The Map Game is a team building activity that focuses on communication. Facilitators must prepare to lead this game and it must be played by pairs, though many pairs can take part simultaneously.
Summary by The World of Work Project
The facilitator prepares for this game by finding two different maps of the same area, one with street names on it and one without. You can can make such maps from the internet quite easily.
The facilitator takes their maps and copies them into a document so that one is in landscape orientation and the other is portrait.
The facilitator then puts two place-markers on the portrait map (location A and location B). The facilitator then prints the maps out so that there are enough copies for half of the participants to receive a landscape map, and half to receive a portrait map.
Some example maps are provided here so you can see what they may look like. However, it’s better to complete the activity with maps you make your self. This is particularly the case if they can have some relevance for your participants.
To undertake the map game team building activity, the facilitator splits the room into pairs. One member of each pair is a “navigator” and one is a ”listener”. The paired participants are asked to sit with their backs together. This way all listeners are facing one way, and all the navigators are facing away from them.
The facilitator then gives all the navigators a copy of the portrait map (showing the place-markers for locations A and B). They then give all the listeners a copy of the landscape map (without the place-markers on it).
The facilitator starts the exercise by explaining that the exercise is simple. Everyone in the room has a map and all that’s involved in the activity is for the navigator to explain to the listener where points A and B are on of the map, and for the listener to draw a route between them. The exercise ends when all pairs have completed the exercise.
The pairs then complete the activity. They usually all start with their maps held as they have been received (landscape / portrait) and struggle significantly to communicate effectively. Over time the participants will start to identify useful points of reference and then ultimately they will be able to complete the activity. Some of the listeners may even realize that their maps are not the right way and and rotate them.
If things are particularly difficult, a facilitator may provide a few hints and tips.
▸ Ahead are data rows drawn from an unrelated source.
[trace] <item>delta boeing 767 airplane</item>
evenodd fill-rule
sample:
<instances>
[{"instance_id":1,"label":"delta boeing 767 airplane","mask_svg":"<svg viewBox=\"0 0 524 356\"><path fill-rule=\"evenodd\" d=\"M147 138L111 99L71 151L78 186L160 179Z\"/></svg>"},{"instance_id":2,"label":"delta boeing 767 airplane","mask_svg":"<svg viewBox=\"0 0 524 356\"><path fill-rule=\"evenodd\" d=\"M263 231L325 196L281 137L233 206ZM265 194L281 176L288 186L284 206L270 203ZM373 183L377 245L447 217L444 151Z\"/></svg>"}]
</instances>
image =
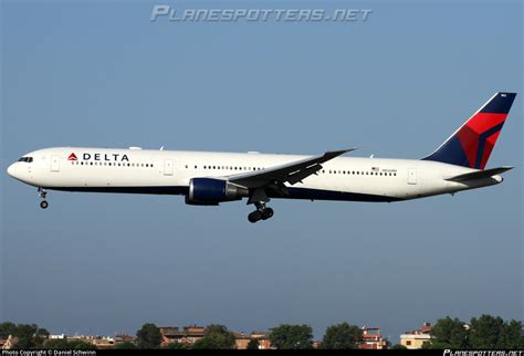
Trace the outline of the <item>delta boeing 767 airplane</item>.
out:
<instances>
[{"instance_id":1,"label":"delta boeing 767 airplane","mask_svg":"<svg viewBox=\"0 0 524 356\"><path fill-rule=\"evenodd\" d=\"M59 147L24 155L8 174L46 190L184 195L186 203L218 206L248 199L249 221L266 220L270 198L400 201L497 185L513 167L484 169L515 93L496 93L439 148L422 159L227 154Z\"/></svg>"}]
</instances>

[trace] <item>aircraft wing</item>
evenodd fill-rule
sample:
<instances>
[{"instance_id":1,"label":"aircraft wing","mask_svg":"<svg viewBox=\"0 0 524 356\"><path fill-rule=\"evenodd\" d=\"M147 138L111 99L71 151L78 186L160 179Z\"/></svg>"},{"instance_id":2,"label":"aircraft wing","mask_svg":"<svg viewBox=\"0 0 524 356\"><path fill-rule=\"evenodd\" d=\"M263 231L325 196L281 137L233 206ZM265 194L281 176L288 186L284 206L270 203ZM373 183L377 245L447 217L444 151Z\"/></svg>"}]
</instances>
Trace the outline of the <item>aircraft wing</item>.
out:
<instances>
[{"instance_id":1,"label":"aircraft wing","mask_svg":"<svg viewBox=\"0 0 524 356\"><path fill-rule=\"evenodd\" d=\"M269 185L283 188L285 182L294 185L311 175L316 175L316 172L322 169L323 163L355 149L356 148L332 150L321 156L308 157L281 166L230 176L228 177L228 181L247 188L262 188Z\"/></svg>"},{"instance_id":2,"label":"aircraft wing","mask_svg":"<svg viewBox=\"0 0 524 356\"><path fill-rule=\"evenodd\" d=\"M499 168L491 168L491 169L485 169L485 170L476 170L476 171L472 171L472 172L469 172L469 174L447 178L446 180L459 181L460 182L460 181L467 181L467 180L489 178L489 177L493 177L495 175L503 174L504 171L510 170L510 169L513 169L513 167L499 167Z\"/></svg>"}]
</instances>

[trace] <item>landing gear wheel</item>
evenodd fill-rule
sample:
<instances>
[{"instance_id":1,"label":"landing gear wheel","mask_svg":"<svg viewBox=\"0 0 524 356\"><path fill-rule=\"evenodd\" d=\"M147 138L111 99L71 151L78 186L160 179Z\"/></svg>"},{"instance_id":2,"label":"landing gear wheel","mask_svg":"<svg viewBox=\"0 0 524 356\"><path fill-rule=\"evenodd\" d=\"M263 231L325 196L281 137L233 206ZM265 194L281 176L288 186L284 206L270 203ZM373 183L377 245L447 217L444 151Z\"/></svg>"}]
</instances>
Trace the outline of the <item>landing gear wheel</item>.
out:
<instances>
[{"instance_id":1,"label":"landing gear wheel","mask_svg":"<svg viewBox=\"0 0 524 356\"><path fill-rule=\"evenodd\" d=\"M262 219L262 212L260 212L259 210L255 210L248 216L248 220L251 223L254 223L259 221L260 219Z\"/></svg>"},{"instance_id":2,"label":"landing gear wheel","mask_svg":"<svg viewBox=\"0 0 524 356\"><path fill-rule=\"evenodd\" d=\"M275 212L273 211L273 209L271 209L271 208L265 208L264 210L262 210L262 220L271 219L274 213L275 213Z\"/></svg>"}]
</instances>

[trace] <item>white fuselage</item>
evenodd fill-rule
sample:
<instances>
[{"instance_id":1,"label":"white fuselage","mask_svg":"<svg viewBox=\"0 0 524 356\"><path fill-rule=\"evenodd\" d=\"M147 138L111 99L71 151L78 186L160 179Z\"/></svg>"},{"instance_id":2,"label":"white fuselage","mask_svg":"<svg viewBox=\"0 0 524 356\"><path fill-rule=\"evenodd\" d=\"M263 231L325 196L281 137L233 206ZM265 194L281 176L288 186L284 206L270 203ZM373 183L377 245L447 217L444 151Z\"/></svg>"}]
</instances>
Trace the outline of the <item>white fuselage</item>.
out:
<instances>
[{"instance_id":1,"label":"white fuselage","mask_svg":"<svg viewBox=\"0 0 524 356\"><path fill-rule=\"evenodd\" d=\"M74 157L72 157L72 154ZM196 177L229 176L265 169L308 156L60 147L27 154L8 169L14 178L46 189L186 195ZM76 159L74 159L76 158ZM337 157L290 187L289 198L395 201L499 184L500 176L446 180L476 171L430 160Z\"/></svg>"}]
</instances>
Once all of the participants have completed the map game team building activity the facilitator can debrief the room. This usually is done through questioning of the participants to see what they experienced.
The purpose of the debrief is to draw out messages related to communication, most specifically that everyone goes into relationships with different perspectives. When people have different perspectives and starting points, communication can be difficult.
Team building and ice-breaking activities are very important. They help build trust in teams and help progress team maturity. They can also reduce the risks of social threat and improve interpersonal awareness.
Being able to deliver them is a helpful facilitation and meeting skill. A few specific activities we’ve written about include: The tennis ball game, fizz-buzz, disassociated words and the maps and pins activity.
Laughter and play are also great ways to help build a team. You can learn more about how playfulness helps teams in our podcast on the subject:
The World of Work Project View
The map game team building activity works quite well for the right audiences and can help create a memorable experience relating to communication and perspective.
Some people, however, can find it frustrating. Unfortunately though, it’s often those who most need the lesson who find it most frustrating.
Overall, we think this is a decent activity to be aware of. It requires preparation and is more complex than other activities, so it needs to be used in the right place and at the right time.